Heart of Louisiana: Hilltop Arboretum

Source: LSU Hilltop Arboretum website Source: LSU Hilltop Arboretum website
BATON ROUGE, LA (WVUE) -

In the 1920s, a man named Emory Smith moved from Iowa to Baton Rouge and bought what he called his hilltop farm along Highland Road. In this landscape, Smith saw more than a place to grow vegetables.

“And it’s really a very unusual kind of setting for Baton Rouge. It's an upland forest and it has a series of ravines like you might see in St. Francisville,” said Peggy Coates with the LSU Hilltop Arboretum.

Smith started collecting Louisiana plants, flowering trees and bushes that he found in the forests and wet lowlands of the state. He shared his interest in nature with the head of LSU’s landscape architecture program.

“So he started bringing students and plant materials, and Emery would take them on a tour of all of his plant collections,” Coates said.

In 1981 when Smith turned 90, he donated the 14-acre natural garden to LSU. The Hilltop Arboretum is open year-round to visitors

“You're going to find Emory Smith's historical plants that he planted here at Hilltop, and you are going to find collections of Louisiana aquatic plants around the pond,” Coates said. “We have a pineland savanna plant collection.”

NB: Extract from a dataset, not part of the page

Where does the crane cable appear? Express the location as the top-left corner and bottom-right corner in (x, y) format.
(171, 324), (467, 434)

One of the things that I like about an arboretum is that if you see a tree or a flower that you like you, there’s usually a sign nearby that tells you what it is. In the spring, you see different types of azaleas in bloom. You wander beneath flower-covered trees, and follow a curved boardwalk around a pond decorated with mostly native plants.  And spring is a busy time for garden volunteers at Hilltop.

“Friendships are forged, as well as increased knowledge of plants and helping the effort at Hilltop,” said volunteer Janet Forbes.

They’re preparing for a spring plant sale that emphasizes Louisiana.

“This is their home, their native spot, their native soil, so they naturally do better,” Forbes said. “So I think that's what the draw is, and that's what you want to do is to continue that heritage of the plants that speak Louisiana.”

The sale proceeds help fund educational programs and preserve this peaceful patch of nature.

“It's a special place,” Coates said. “It’s a place that I think we can celebrate the beauty of the Louisiana environment.”

And it continues the mission started nearly a century ago by Emory Smith, who wanted the small part of nature under his control to be a better place because of the way he used it.